Saint-Bérain roule des yeux égarés. Soudain, il prend conscience de son erreur, ramasse à la hâte ses vêtements épars et se sauve, comme s’il avait une meute de cannibales à ses trousses. Moi, je tombe sur mon lit et me roule.

Quel être délicieux !

Le lendemain, 7 décembre, nous venions de nous mettre à table, après l’étape du matin, quand nous aperçûmes des nègres qui semblaient nous épier. Le capitaine Marcenay ordonna à ses hommes de les chasser.

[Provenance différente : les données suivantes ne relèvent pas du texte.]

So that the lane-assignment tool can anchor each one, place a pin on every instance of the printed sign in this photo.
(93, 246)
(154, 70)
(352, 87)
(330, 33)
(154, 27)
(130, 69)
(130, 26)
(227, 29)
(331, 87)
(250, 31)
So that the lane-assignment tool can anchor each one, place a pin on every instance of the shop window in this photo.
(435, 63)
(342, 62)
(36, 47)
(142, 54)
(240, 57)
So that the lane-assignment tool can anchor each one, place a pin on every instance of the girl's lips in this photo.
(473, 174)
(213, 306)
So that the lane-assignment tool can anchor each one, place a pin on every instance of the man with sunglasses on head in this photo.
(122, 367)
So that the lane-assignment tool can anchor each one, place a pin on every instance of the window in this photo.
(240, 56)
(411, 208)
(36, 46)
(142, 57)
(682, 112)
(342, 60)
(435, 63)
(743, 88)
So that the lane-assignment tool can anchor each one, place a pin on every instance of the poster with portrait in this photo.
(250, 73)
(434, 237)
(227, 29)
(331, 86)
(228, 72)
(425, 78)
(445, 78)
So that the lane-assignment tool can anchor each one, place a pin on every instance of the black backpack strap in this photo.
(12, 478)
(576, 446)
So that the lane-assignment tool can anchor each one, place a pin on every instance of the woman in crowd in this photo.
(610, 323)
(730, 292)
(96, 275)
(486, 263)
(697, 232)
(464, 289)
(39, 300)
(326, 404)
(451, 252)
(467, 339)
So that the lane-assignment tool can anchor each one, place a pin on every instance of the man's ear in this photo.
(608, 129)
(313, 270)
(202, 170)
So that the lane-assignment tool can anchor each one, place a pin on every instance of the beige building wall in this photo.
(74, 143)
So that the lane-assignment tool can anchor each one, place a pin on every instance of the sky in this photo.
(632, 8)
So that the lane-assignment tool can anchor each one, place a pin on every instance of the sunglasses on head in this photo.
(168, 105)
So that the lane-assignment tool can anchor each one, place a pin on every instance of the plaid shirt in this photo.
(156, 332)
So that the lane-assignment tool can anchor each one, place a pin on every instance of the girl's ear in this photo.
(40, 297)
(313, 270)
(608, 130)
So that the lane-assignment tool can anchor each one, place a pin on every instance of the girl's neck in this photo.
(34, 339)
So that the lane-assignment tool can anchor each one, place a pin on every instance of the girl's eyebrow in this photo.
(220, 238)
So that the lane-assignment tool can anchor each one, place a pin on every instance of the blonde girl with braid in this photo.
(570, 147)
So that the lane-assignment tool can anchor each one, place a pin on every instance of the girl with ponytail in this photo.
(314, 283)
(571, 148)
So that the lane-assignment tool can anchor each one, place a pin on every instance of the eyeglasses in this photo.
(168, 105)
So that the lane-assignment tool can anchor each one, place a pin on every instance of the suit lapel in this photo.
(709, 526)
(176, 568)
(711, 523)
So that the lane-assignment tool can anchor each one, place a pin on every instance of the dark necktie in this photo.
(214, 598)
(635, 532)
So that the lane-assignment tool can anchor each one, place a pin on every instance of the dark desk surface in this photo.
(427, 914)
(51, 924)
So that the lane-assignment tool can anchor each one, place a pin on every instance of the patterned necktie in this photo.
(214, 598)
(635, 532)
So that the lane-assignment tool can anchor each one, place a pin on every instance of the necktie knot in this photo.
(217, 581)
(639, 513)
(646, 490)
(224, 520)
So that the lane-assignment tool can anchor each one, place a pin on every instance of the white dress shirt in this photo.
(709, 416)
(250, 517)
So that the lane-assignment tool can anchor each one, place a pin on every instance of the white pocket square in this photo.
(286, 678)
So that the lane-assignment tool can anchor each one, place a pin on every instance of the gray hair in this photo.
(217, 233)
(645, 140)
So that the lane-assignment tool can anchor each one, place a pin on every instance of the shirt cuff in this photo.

Ils s’enfuirent, mais pour reparaître bientôt.

« Chassez le naturel, il revient au galop », crut devoir assurer à cette occasion le docteur Châtonnay, qui a la manie de citer à tout propos, et plus encore hors de propos, des vers qui n’ont généralement aucun rapport avec son sujet. Mais chacun a ses travers.

Moriliré, envoyé en reconnaissance, nous apprit que ces Noirs, au nombre d’une dizaine, étaient des marchands et des griots (sorciers), qui n’avaient aucune intention hostile et voulaient seulement, les uns nous vendre leurs produits, les autres nous divertir.